How do levels and trends in cause-specific mortality rates for 21 major causes of death vary by county within the United States?

Findings

Using a novel method, this analysis found significant variation in mortality rates and changes in mortality rates among counties for all causes of death. For example, in 2014, counties in the 90th percentile experienced mortality rates from neoplasms that were higher by 76.8 deaths per 100 000 population than counties in the 10th percentile.

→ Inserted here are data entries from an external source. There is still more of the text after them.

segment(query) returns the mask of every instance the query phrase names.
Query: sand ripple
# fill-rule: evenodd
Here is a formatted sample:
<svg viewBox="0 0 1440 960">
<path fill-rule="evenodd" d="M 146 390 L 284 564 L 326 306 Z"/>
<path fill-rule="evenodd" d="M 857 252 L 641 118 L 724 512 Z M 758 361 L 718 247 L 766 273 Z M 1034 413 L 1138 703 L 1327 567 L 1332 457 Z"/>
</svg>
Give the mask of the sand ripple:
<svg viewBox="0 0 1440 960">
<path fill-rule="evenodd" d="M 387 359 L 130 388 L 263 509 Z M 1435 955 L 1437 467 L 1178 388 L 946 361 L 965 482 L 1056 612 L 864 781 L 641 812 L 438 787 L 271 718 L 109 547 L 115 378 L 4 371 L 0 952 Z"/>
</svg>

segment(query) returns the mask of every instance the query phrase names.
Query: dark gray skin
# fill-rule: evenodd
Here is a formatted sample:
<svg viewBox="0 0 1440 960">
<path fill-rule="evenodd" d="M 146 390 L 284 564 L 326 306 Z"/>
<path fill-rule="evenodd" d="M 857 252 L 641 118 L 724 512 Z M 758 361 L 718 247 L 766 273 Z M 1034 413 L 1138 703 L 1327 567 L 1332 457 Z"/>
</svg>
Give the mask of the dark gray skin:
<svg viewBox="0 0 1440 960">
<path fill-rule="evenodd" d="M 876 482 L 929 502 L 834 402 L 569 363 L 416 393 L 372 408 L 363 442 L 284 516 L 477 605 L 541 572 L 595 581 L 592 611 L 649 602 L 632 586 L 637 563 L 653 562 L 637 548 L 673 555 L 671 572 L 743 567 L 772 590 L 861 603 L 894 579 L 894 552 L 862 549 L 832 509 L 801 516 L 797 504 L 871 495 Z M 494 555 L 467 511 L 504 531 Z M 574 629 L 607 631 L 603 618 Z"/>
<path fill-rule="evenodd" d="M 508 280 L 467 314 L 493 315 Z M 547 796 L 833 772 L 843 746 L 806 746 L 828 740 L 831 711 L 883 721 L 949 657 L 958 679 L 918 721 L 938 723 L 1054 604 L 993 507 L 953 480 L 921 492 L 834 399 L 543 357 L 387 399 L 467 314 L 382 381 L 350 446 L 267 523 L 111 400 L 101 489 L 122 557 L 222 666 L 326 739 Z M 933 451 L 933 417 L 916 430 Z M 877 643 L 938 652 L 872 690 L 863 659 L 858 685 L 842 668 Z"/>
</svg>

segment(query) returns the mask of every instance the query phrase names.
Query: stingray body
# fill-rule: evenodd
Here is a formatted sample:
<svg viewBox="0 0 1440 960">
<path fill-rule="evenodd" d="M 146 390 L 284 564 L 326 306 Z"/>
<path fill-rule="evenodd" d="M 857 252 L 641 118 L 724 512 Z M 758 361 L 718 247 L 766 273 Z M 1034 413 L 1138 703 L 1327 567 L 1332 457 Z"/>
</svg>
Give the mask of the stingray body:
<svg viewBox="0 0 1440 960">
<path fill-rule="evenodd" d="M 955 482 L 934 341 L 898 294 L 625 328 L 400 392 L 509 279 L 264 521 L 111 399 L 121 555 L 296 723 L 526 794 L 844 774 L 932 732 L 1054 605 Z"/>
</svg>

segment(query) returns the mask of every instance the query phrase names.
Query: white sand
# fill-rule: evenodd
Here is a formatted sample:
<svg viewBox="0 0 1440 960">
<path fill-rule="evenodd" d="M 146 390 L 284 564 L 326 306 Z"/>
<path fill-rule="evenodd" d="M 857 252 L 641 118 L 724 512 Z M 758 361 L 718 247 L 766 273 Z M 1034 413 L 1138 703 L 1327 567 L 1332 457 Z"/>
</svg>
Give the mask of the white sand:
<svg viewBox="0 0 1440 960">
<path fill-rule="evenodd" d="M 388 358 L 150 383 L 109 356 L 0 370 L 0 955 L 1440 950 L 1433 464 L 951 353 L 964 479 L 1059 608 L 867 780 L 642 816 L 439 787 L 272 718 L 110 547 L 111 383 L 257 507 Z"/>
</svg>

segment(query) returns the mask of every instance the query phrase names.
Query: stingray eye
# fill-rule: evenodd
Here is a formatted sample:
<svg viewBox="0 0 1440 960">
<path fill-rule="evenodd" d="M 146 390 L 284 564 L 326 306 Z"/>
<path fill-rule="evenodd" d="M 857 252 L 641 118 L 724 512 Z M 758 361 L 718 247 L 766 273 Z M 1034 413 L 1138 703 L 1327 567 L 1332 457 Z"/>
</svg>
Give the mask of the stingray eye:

The death rate from alcohol, other drugs, and mental disorders nearly triples since 1980More than 2,000 US counties witnessed increases of 200% or more in the death rates related to use of harmful substances and mental disorders since 1980.

Meaning

This method for estimating county-level cause-specific mortality rates has the potential to provide new insights into how mortality from different causes varies geographically in the United States.

Conclusions and Relevance

In this analysis of US cause-specific county-level mortality rates from 1980 through 2014, there were large between-county differences for every cause of death, although geographic patterns varied substantially by cause of death. The approach to county-level analyses with small area models used in this study has the potential to provide novel insights into US disease-specific mortality time trends and their differences across geographic regions.